Ogni urgenza a suo tempo

La cultura della prestazione ha come corrispettivo il continuo senso dell’urgenza, il dover intervenire senza mettere distanza tra azione e reazione.

René Magritte, La condizione umana, 1933

In un ritiro filosofico cui ho partecipato, è venuta fuori l’osservazione che «l’urgenza fa perdere di vista le cose importanti».

In effetti l’urgenza è sopravvalutata. Basta dilatare la finestra di tempo da cui si guarda fuori per accorgersi che, il più delle volte, urgente è l’angoscia di non essere all’altezza del mondo; urgente è la performance che viene ritenuta indispensabile ad affrontare qualcosa, piuttosto che la cosa stessa.

La cultura della prestazione non può che avere come corrispettivo il continuo senso dell’urgenza, del dover intervenire immediatamente in ogni situazione. La prestazione — etimologicamente «lo stare avanti» — racconta l’ossessione di un modo d’essere che, consumando il presente come una merce (prestazione, del resto, indica anche un rapporto economico) è costretto a immaginare costantemente il proprio futuro.

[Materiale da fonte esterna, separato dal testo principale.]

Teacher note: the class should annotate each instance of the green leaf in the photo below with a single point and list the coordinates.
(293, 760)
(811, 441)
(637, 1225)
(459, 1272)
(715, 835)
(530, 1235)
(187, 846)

Intervenire immediatamente, rinunciando a ogni mediazione (e meditazione) possibile, senza porre alcuna distanza tra azione e reazione, finisce per assottigliare ancora di più il momento presente, fino a renderlo un bene preziosissimo ma deperibile, soggetto a un’incessante data di scadenza.

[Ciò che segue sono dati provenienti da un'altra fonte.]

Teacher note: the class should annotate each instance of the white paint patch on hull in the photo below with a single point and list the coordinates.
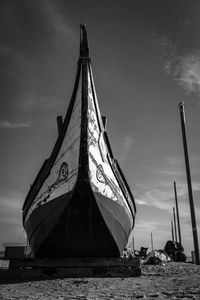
(102, 177)
(64, 172)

È invece la distanza a ripristinare l’ordine delle cose – se si vuole, la capacità di mantenersi inattuali rispetto alle contingenze. Porre una distanza tra azione e reazione equivale, infatti, a creare una memoria che si dispiega nelle scelte e nelle esperienze compiute, e che, proprio per questo, può discriminare l’importante da ciò che non lo è. Essa, in altre parole, ci dice chi siamo; restituisce spessore alla precarietà del presente; riapre la finestra sull’istante vissuto anziché sulla sua rappresentazione. La memoria, che non dimentica le cose importanti, colloca ogni urgenza a tempo debito.